Since I founded Aegis Living, a senior assisted living company serving about 2,000 residents on the west coast, I have sat down and chatted with hundreds of residents. We've had candid conversations about aging and I've asked them, "What's the worst part of aging?" Almost universally, I get this same answer.

It is not that you can't do the same things you used to be able to do -- that is expected. One of the most difficult aspects in life's journey is that you are constantly attending the funerals of friends and family.
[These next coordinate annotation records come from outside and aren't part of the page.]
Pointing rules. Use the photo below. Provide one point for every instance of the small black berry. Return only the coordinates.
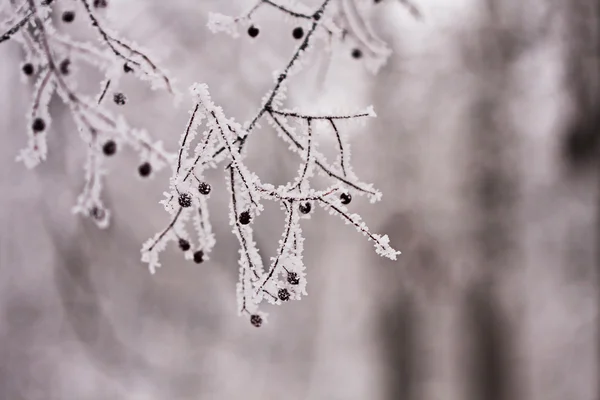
(184, 244)
(28, 69)
(64, 66)
(109, 148)
(198, 257)
(68, 16)
(119, 99)
(204, 188)
(298, 32)
(97, 213)
(185, 200)
(253, 31)
(38, 125)
(256, 320)
(293, 278)
(145, 169)
(305, 207)
(245, 217)
(283, 294)
(346, 198)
Sometimes, you're even mourning your own children -- which is one of the most painful losses. It's as if you are constantly reminded about your own mortality as well. Even though you're alive and perhaps even healthy, people are reminded that we are on that same treadmill heading in the same direction. There is no escaping fate.

In the last 11 weeks, I have lost eight friends to cancer. One passed just eight hours before writing this blog, which is probably what prompted me to sit down and put my thoughts on paper. Two of my friends were in their 80s. The other six ranged from 53 years old to their mid-70s. This is the most number of people that I have ever experienced losing in such a concentrated period of time in my life. And it doesn't seem to stop; just as one dies, I have three more friends with a bad diagnosis.

So I have to ask myself, at 56, have I entered that period of aging? Will I continue to see this kind of loss around me? Will people I know continue to pass at this rapid rate? Is this the norm? I don't know. But the series of losses make me pause and think about a lot things, such as my own mortality.

I ask myself, Am I using time well? What will my legacy be? Will I have contributed to this planet in a productive way? I hope so.